Within many organizations, business continuity, crisis management, and preparedness for major disruptions are recognized as important issues, but they are rarely treated as priorities. Executive committees generally understand their usefulness, without always perceiving an immediate sense of urgency. Among the arguments frequently used to justify a lack of engagement are statements such as: “We have never experienced a major disruption,” “The risks are too unlikely to justify the investment,” or “We have other, more urgent priorities.”
While these arguments are understandable, the current context is fundamentally changing the equation. Before convincing, it is essential to fully grasp what is truly at stake. In this article, we demonstrate why business continuity now represents a genuine competitive advantage and present concrete arguments to mobilize executive committees around this strategic issue.
A World That Has Become Structurally Unstable
Over the past few years, the environment in which organizations operate has changed significantly, driven by factors such as unpredictable political decisions, trade tensions, the questioning of international agreements, economic pressures, sanctions, tariff threats, hybrid conflicts, cyberattacks, disinformation, and climate change. This climate of uncertainty is neither marginal nor temporary—it has become structural. More importantly, it no longer concerns only the United States, but now affects all interconnected economies.
This instability directly impacts:
- supply chains;
- markets;
- strategic partners;
- critical infrastructures;
- organizational reputation;
- leaders’ ability to make rapid decisions under pressure.
In light of these disruptions, it is clear that business continuity is no longer merely a best practice. It has become a tool for governance and strategic adaptation.
Arguments That Resonate with an Executive Committee
To mobilize an executive committee, arguments must be anchored in fundamental concerns: the organization’s ability to make decisions, protect its reputation, maintain performance, and ensure long-term viability in a constantly evolving environment. The following elements serve as effective levers to position business continuity at the heart of executive priorities.
1. Geopolitics Has Once Again Become an Operational Risk
For a long time, organizations operated under the assumption that international rules of engagement were relatively stable. This is no longer the case. Today, a political decision taken abroad can, within days, generate multiple consequences: disrupting a supply chain, blocking a contract, affecting a key partner, or creating unexpected media or regulatory pressure.
2. “Unthinkable” Scenarios Are Becoming Plausible
Events that many executive committees previously considered highly improbable—or even excessive—are now openly discussed in economic and strategic circles. Business continuity does not aim to predict the future, but to prepare organizations to function despite uncertainty, even when the exact scenario has not been anticipated.

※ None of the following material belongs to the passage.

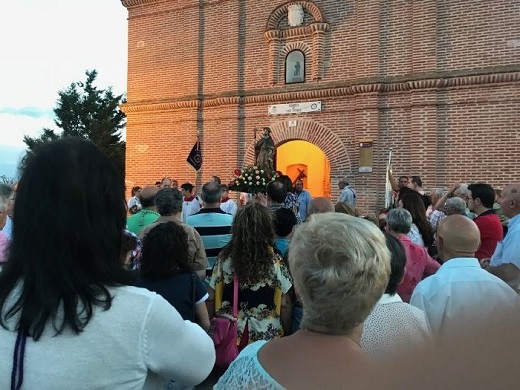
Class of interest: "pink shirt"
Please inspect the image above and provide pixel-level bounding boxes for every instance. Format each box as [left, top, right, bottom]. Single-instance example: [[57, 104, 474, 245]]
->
[[397, 234, 441, 303], [0, 230, 9, 263]]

3. The Real Risk Is Not Choosing the Wrong Scenario
Organizations that suffer most during a crisis are those that lack a clear structure for decision-making and communication under pressure. In an increasingly unstable environment, being wrong about a scenario is acceptable; lacking decision-making capability is no longer.
4. External Instability Amplifies Internal Vulnerabilities
An external crisis rarely acts in isolation. It often exposes internal weaknesses such as poorly understood supplier dependencies, excessive geographic concentration, unclear responsibilities, and undocumented critical processes. Business continuity makes it possible to identify these vulnerabilities before an external shock brings them to light.
5. Crisis Management Has Become an Issue of Executive Credibility
Today, employees, partners, clients, media, and authorities expect leaders to make rapid decisions, deliver consistent messages, and demonstrate a controlled posture. Poor crisis management is now widely perceived as a sign of weak governance.
In this context, appointing an executive owner for business continuity becomes essential. This individual ensures the topic is brought to the executive committee, mobilizes allies around the initiative, rigorously monitors the plan’s evolution, and maintains executive attention on critical issues.
6. Continuity Is No Longer Defensive—it Is Strategic
Organizations that invest seriously in business continuity and crisis management adapt more quickly, better secure their critical operations, and inspire greater confidence among partners and investors. In an uncertain environment, resilience becomes a credibility factor and a driver of sustainable performance.
Conclusion
Convincing an executive committee is not about fear-mongering or catastrophic scenarios. Above all, it requires a clear-eyed reading of the current context. The question is no longer whether a disruption will occur, but rather how the organization will respond when it does. The year 2026 represents a concrete opportunity to move from intentions to decisions, from observations to actions, and from theoretical preparedness to real capability.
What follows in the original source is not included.